Страх и смущение, пронзившие тело Брюса, когда он стоял у сканера, начинают рассеиваться. Он потирает виски и возносит еврейско-атеистическую молитву благодарности за то, что у него не развилась одна из его мигреней, от которых пульсируют все двадцать три кости черепа. Когда врач спросил, не знает ли он, что вызывает у него мигрень, Брюс фыркнул. Ответ был прост и очевиден: сыновья. Отцовство для него – один приступ ужаса за другим.
Когда мальчики были маленькими, Джейн часто говорила, что он держит их на руках как боевые гранаты. Брюсу кажется, что они остаются таковыми до сих пор. Основная причина, по которой он согласился переехать в Лос-Анджелес, заключается в том, что киностудия арендует им дом с большим задним двором. Брюс планирует разместить свои гранаты за этим ограждением, и, если сыновьям захочется куда-нибудь выбраться, им придется попросить его отвезти их. В Нью-Йорке Джордан и Эдди могли просто сесть в лифт и уехать.
Брюс ищет детей взглядом. Сыновья читают в дальнем конце зала, демонстрируют независимость. В это же время младший поднимает голову и смотрит на отца в ответ. Эдди тоже беспокоится. Брюс и Эдди – версии одного и того же лица, они обмениваются взглядами. Брюс заставляет себя широко улыбнуться, чтобы вызвать у сына такую же реакцию. Ему внезапно хочется увидеть его счастливым.

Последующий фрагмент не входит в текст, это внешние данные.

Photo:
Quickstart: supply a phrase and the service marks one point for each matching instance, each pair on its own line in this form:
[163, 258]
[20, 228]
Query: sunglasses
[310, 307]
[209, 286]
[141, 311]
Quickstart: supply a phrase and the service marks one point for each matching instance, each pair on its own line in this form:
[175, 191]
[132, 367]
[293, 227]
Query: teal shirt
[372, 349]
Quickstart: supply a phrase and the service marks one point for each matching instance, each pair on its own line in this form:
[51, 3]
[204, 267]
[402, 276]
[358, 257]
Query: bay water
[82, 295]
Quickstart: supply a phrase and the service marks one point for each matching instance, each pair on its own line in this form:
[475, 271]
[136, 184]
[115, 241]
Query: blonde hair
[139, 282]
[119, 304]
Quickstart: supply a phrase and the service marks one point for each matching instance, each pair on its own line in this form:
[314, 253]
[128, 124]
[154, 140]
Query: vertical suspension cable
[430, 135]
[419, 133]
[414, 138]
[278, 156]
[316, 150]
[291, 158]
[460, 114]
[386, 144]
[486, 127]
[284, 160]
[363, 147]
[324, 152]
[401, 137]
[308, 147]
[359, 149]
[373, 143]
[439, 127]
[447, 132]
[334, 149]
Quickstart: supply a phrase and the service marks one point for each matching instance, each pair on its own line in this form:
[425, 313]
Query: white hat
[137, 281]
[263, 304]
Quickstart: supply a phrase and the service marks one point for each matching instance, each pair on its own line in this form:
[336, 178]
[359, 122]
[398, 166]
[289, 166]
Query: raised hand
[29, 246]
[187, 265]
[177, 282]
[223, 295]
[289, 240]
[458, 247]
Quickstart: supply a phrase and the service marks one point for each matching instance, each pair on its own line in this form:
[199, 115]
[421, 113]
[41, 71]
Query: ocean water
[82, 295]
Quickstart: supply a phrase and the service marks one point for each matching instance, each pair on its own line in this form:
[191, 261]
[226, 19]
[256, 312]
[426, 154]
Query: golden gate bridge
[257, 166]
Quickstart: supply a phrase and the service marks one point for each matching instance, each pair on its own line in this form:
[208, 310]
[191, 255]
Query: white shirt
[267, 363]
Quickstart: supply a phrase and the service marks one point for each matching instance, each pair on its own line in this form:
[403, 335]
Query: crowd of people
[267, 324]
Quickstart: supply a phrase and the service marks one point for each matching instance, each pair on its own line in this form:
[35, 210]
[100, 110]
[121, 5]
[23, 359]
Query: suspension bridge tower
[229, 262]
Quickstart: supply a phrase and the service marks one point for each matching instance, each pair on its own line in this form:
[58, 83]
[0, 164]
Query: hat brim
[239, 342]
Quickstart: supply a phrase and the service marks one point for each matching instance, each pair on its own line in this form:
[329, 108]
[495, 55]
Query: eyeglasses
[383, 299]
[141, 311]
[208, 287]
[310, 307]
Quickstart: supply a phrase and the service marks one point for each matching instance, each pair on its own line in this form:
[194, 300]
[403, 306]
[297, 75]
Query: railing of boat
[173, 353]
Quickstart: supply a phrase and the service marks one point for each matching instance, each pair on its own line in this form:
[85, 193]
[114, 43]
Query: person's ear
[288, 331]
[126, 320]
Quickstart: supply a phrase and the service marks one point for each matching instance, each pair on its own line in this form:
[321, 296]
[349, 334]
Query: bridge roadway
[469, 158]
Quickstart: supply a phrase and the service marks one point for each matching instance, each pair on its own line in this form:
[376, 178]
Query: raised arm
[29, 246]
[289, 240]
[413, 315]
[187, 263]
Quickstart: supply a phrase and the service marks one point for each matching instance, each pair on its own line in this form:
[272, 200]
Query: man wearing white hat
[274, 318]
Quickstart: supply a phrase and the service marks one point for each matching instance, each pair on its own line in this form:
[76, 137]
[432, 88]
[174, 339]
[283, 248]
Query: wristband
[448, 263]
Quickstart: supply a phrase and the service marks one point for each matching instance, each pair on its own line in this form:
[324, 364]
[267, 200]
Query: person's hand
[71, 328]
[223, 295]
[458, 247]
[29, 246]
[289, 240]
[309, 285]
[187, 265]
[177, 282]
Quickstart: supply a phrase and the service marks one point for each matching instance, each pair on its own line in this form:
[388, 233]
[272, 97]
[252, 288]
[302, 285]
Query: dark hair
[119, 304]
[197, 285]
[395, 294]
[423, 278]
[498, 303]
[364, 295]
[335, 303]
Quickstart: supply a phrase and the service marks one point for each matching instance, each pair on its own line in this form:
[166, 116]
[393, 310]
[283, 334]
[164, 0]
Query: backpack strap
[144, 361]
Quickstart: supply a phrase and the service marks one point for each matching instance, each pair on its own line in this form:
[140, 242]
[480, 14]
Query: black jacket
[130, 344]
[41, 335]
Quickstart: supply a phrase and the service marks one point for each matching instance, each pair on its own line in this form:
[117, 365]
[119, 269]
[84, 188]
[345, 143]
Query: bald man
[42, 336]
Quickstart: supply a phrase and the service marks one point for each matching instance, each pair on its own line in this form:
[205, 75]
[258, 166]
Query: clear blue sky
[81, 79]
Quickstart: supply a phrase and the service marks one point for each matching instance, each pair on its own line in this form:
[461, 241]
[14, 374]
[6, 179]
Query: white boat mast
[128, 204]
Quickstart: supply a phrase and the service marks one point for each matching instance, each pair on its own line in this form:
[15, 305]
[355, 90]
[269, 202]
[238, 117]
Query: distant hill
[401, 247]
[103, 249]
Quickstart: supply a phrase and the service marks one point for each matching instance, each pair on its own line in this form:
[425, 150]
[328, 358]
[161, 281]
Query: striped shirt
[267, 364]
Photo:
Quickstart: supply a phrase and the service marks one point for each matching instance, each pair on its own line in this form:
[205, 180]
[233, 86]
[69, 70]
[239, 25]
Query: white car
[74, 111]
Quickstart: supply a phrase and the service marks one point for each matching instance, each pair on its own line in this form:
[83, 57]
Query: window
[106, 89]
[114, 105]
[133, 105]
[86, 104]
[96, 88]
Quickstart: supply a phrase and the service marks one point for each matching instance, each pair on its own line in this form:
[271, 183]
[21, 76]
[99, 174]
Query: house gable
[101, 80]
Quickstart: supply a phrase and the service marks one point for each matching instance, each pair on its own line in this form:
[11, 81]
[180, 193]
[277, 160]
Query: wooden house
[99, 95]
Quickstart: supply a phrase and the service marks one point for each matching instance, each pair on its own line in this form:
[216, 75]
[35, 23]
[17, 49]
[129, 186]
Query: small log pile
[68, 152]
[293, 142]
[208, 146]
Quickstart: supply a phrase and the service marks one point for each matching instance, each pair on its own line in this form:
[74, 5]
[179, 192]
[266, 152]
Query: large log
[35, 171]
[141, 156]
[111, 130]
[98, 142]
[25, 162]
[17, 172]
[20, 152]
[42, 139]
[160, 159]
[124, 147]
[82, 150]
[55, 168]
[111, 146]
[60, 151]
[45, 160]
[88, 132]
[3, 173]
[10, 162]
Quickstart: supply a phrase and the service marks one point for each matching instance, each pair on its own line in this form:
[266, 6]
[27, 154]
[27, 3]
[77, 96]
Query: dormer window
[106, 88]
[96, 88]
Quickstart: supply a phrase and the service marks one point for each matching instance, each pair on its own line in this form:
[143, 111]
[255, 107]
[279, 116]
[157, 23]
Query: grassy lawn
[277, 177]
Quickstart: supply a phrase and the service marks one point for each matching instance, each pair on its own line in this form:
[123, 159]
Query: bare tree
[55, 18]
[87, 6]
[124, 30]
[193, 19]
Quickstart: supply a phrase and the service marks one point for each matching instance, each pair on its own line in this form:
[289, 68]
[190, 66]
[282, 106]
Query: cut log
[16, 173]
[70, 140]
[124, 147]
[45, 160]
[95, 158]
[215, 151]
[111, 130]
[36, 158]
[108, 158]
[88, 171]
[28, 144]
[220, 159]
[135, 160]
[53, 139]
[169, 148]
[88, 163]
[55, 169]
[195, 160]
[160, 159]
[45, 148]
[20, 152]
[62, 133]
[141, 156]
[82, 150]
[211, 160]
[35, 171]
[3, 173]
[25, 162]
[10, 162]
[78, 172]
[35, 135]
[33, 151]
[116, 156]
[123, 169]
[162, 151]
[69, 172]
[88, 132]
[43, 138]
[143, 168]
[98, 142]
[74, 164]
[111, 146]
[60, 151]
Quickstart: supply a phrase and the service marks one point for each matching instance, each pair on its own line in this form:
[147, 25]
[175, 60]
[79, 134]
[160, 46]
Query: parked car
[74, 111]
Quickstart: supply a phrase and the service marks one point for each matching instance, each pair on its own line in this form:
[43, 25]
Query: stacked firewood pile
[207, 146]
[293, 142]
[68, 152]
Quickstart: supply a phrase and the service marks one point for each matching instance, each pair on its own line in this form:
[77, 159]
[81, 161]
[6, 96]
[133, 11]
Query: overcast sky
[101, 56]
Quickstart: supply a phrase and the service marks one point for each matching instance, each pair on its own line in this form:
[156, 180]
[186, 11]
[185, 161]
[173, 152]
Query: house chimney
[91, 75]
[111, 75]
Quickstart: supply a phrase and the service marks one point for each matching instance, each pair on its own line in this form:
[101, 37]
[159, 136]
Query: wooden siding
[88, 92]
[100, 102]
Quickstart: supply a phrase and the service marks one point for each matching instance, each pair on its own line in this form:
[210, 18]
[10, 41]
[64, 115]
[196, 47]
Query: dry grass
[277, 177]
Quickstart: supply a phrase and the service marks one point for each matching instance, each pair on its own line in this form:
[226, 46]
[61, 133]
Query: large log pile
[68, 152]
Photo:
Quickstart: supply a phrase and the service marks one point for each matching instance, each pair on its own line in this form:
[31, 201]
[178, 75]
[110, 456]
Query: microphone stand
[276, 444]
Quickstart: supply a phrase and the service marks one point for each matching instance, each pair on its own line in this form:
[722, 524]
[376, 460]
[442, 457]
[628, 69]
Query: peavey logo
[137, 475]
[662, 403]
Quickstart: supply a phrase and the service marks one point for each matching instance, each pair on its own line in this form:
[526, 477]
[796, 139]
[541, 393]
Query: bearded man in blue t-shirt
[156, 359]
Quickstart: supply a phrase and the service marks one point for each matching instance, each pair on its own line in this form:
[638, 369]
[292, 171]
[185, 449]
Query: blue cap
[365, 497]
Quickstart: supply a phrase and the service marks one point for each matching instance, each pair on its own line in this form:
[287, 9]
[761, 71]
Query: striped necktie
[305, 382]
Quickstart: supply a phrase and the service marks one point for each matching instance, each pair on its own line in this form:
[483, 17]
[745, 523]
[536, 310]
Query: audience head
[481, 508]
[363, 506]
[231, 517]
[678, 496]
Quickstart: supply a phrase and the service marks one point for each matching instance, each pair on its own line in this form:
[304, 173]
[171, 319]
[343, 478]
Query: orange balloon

Женщина в звенящей юбке – высокая, крепко сложенная филиппинка – проходит между отцом и сыном, обрывая связь. Ее колокольчики звенят при каждом шаге. Крошечные бусинки украшают темные волосы. Она напевает себе под нос какую-то песню. Слова еле слышны, но она разбрасывает их по залу ожидания, как лепестки цветов: Слава, Благодать, Аллилуйя, Любовь.
Чернокожий солдат в форме стоит у окна, спиной к остальным. Метр восемьдесят роста, он широк и крепок, как добротный комод. Даже в довольно-таки просторном помещении Бенджамин Стиллман все равно выглядит внушительно. Он прислушивается к поющей женщине, голос которой напоминает ему о бабушке. Он знает, что, как и сканер, бабушка смотрит насквозь. Как только встретит его в Лос-Анджелесе, она увидит, что произошло во время драки с Гэвином; увидит пулю, пробившую его бок две недели спустя, и калоприемник, блокирующий эту дыру сейчас. Перед ней, даже несмотря на то что Бенджамин обучен хитрости и провел всю свою жизнь, скрывая правду от всех, включая себя самого, игра будет закончена. Но сейчас он просто наслаждается мелодией.